09 November 2008

room in brooklyn

It was in the summer, there was no school. His parents had gone someplace for the weekend and I was spending the weekend at his house, which was near Coney Island, in Brooklyn. We lived in Brooklyn too, in those days, but in a better neighborhood than Joey's. I think we had been lying around the beach, swimming a little and watching the near-naked girls pass, whistling at them and laughing. I am sure that if any of the girls we whistled at that day had shown any signs of responding, the ocean would not have been deep enough to drown our shame and terror. But the girls, no doubt, had some intimation of this, possibly from the way we whistled, and they ignored us. As the sun was setting we started up the boardwalk towards his house, with our wet bathing trunks on under our trousers.

And I think it began in the shower. I know that I felt something - as we were horsing around in that small, steamy room, stinging each other with wet towels - which I had not felt before, which mysteriously, and yet aimlessly, included him. I remember in myself a heavy reluctance to get dressed: I blamed it on the heat. But we did get dressed, sort of, and we ate cold things out of his icebox and drank a lot of beer. We must have gone to the movies. I can't think of any other reason for our going out and I remember walking down the dark, tropical Brooklyn streets with heat coming up from the pavements and banging from the walls of houses with enough force to kill a man, with all the world's grownups, it seemed, sitting shrill and disheveled on the stoops and all the world's children on the sidewalks or in the gutters or hanging from fire escapes, with my arm around Joey's shoulder. I was proud, I think, because his head came just below my ear. We were walking along and Joey was making dirty wisecracks and we were laughing. Odd to remember, for the first time in so long, how good I felt that night, how fond of Joey.

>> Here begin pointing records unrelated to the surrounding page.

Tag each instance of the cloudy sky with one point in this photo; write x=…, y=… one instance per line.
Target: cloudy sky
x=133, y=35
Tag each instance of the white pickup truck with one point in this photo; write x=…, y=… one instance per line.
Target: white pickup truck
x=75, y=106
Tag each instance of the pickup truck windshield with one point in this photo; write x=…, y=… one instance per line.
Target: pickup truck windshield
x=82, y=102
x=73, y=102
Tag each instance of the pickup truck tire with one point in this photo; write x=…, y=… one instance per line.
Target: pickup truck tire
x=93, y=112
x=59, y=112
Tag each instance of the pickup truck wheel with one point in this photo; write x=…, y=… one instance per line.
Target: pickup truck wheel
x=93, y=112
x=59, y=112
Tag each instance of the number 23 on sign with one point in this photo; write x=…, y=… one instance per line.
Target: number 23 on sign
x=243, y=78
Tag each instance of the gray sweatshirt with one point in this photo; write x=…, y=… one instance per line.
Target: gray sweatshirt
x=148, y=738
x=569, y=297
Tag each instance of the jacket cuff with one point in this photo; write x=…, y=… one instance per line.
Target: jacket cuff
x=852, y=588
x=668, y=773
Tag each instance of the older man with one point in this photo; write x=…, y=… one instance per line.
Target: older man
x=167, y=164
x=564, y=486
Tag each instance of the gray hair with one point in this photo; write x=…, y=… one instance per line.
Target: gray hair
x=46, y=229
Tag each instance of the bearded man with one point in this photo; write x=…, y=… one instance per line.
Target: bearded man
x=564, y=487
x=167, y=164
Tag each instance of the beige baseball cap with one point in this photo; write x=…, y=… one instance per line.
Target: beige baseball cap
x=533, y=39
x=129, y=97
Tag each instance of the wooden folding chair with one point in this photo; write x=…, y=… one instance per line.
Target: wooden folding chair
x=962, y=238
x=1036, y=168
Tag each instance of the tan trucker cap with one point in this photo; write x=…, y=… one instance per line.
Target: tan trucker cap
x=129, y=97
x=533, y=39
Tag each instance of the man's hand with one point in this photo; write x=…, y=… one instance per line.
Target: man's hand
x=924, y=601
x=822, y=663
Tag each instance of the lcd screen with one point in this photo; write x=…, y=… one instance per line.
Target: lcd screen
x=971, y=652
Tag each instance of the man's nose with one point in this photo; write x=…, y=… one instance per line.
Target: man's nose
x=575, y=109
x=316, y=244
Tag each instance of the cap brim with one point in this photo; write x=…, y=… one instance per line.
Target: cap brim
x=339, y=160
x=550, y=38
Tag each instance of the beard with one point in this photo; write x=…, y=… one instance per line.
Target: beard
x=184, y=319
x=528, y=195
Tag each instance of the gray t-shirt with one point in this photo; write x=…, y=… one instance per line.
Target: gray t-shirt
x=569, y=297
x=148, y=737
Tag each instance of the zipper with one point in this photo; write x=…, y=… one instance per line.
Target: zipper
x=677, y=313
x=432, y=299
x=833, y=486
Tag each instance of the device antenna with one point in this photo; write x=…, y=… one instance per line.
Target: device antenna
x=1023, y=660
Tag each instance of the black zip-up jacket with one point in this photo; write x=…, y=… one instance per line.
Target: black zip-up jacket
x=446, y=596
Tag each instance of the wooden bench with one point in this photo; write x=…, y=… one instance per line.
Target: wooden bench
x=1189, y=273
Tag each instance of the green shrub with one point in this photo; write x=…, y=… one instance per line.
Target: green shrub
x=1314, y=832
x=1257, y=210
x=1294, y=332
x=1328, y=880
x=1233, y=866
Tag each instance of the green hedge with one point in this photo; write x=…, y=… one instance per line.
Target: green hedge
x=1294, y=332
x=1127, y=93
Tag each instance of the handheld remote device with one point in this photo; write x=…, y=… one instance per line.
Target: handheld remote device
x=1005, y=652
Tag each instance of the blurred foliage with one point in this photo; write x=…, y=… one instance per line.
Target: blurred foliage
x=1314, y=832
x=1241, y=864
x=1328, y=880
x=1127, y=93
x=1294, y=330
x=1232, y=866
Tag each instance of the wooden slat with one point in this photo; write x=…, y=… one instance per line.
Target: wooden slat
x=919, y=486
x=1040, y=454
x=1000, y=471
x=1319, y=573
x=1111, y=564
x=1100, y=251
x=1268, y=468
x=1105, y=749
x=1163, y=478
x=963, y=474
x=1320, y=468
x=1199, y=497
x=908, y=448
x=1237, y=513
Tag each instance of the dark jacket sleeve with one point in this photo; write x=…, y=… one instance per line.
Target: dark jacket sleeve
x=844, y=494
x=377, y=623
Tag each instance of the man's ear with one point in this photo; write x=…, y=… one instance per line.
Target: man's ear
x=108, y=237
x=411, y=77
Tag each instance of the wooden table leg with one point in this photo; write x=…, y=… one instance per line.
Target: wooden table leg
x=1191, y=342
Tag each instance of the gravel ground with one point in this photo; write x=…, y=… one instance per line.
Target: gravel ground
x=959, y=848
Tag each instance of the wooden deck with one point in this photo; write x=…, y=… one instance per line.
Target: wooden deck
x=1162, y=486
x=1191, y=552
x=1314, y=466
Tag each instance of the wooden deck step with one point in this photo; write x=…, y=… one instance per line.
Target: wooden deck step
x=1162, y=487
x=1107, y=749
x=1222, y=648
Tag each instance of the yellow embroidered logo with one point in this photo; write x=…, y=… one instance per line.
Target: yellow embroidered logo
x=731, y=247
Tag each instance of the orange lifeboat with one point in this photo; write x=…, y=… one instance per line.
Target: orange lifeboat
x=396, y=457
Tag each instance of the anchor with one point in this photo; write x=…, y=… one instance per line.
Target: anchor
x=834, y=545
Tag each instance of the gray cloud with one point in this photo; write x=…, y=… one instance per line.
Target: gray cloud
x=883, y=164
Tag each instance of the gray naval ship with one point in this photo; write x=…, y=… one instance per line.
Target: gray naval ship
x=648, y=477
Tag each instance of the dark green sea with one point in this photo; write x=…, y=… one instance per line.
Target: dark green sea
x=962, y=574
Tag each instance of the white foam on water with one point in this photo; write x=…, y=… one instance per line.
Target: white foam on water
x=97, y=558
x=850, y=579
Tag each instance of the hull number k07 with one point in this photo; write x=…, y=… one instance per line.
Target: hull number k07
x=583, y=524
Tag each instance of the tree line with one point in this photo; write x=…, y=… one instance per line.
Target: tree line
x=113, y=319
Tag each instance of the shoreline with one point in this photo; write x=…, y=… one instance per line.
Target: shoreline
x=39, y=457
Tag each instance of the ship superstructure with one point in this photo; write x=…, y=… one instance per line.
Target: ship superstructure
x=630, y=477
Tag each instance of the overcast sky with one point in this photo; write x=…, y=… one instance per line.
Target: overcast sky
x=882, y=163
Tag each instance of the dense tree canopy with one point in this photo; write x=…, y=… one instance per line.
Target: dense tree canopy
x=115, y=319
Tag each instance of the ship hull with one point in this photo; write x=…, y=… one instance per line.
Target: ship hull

When we came back along those streets it was quiet; we were quiet too. We were very quiet in the apartment and sleepily got undressed in Joey's bedroom and went to bed. I fell asleep - for quite a while, I think. But I woke up to find the light on and Joey examining the pillow with great, ferocious care.

"What's the matter?"
"I think a bedbug bit me."
"You slob. You got bedbugs?"
"I think one bit me."
"You ever have a bedbug bite you before?"
"Well, go back to sleep. You're dreaming."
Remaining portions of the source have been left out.